Anchor Bay Entertainment
Cast: John Carpenter, Joel Schumacher, Len Wiseman, Greg Nicotero, Stan Winston
I have always had a fascination for vampires and vampire movies and I think they are probably one of the most iconic monster images in the entire horror genre. I will not go into detail, exactly why I – like millions of others along with me – am fascinated with vampires, because a bunch of people are doing that in Anchor Bay's latest release "Bloodsucking Cinema."
This Starz documentary sets out to explore the phenomenon of vampires in the movies, how it all started, how they evolved and how modern filmmakers keep pushing the envelope to create vampires that are still refreshing to watch and terrifying after all these years.
While this is not a bad documentary there are a few things I have had issues with. How much they bother you may up to you. To me, any excursion into the realm of movie vampires worth its salt needs to consult some kind of expert, which this documentary does not do. How can any serious elaboration on the subject not include the likes of David Skal, THE authority on movie vampires and author of the tome "Hollywood Gothic" which examines movie vampires in incredible detail. Or how can someone like Paul Jensen be left out, a historian who specialized on Hammer films and most notably, director Terence Fisher who was responsible to create the most iconic of all vampire movies.

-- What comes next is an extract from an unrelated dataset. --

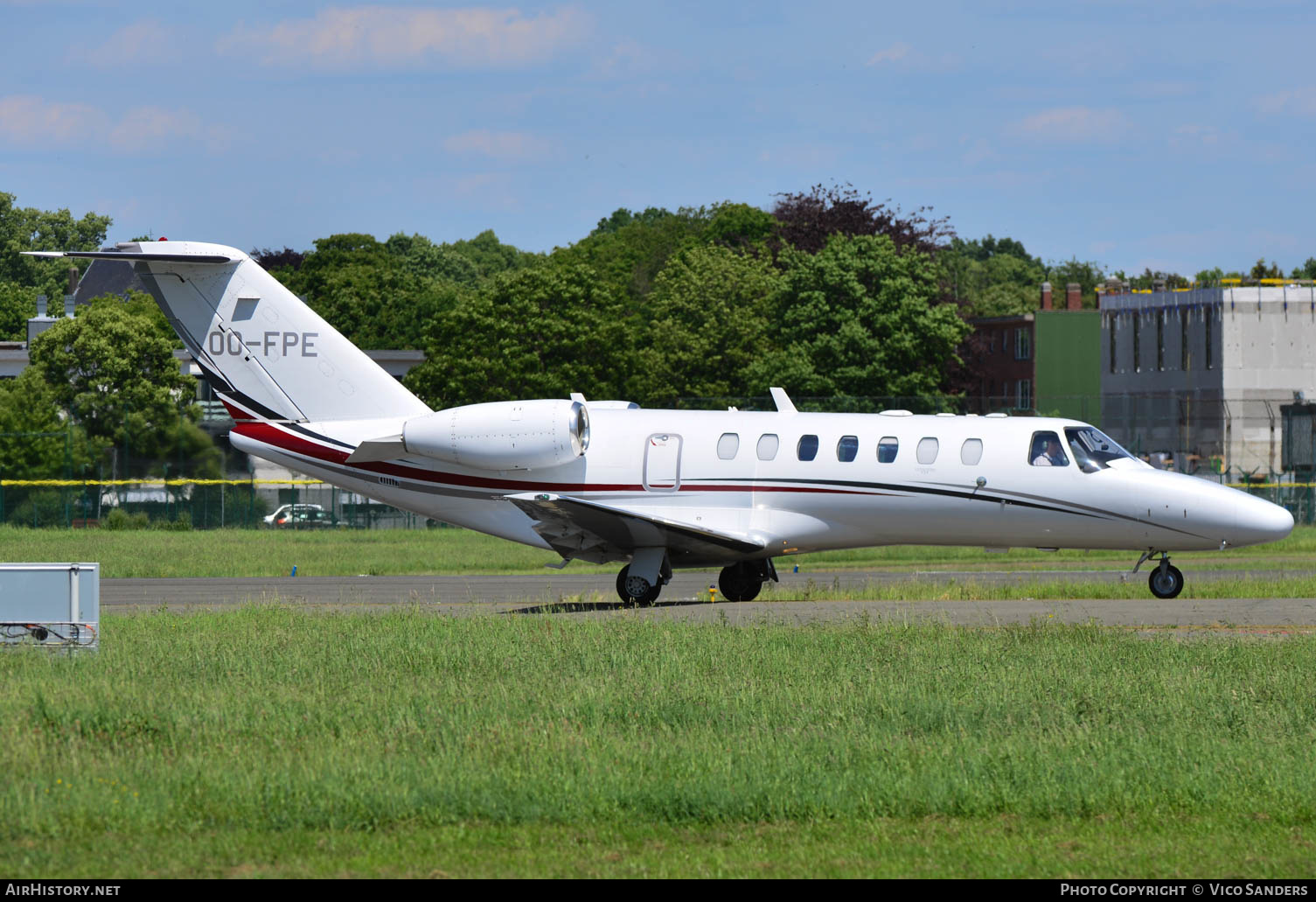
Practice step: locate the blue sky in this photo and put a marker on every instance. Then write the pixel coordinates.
(1172, 135)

Instead we get fanboy gibberish from the likes of Harry Knowles who has absolutely no credentials or clue, and Richard Roeper as the host/voice of the documentary, a man whose taste and understanding of films as art is dubious at best, also. It is hardly surprising then, that as the biggest flaw, the documentary turns out to be rather shallow and doesn't go a whole lot deeper than an EPK.
Nonetheless, "Bloodsucking Cinema" does have its benefits. Featuring interviews with directors who have been pushing the genre in the past decade or so, there is still plenty of information and entertainment value to be found. John Carpenter, Joel Schumacher and Len Wiseman are for example discussing their approach to the vampire in their films, while special effects gurus like Greg Nicotero and the late Stan Winston talk about how they always tried to create new and intriguing ways to portray vampires in the films they worked on. Some recent vampire actors and writers also have their say about the genre, adding their thoughts to the mix.
Spiced up with footage from vampire movies through the ages it is fun to sit through the documentary, if only to reminisce about the genre and be reminded of some of the great movies it produced. The image quality of the release is solid without any defects or blemishes, making for a balanced and enjoyable presentation.
No extras are included on the release.
"Bloodsucking Cinema" is not exactly what I had hoped for and extremely shallow in nature. It does not dig deep into the genre but rather settles for the promotion of a few select films and their filmmakers. The lack of real authorities on the subject is definitely taking its toll on the overall product as is the short running length. It is simply not possible to take any documentary seriously that features Harry Knowles as a supposed expert. Overall, this is simply a piece of mainstream TV filler material that now comes to DVD. However, it is fun to watch nonetheless, if only for the montage of clips from genre films throughout the documentary.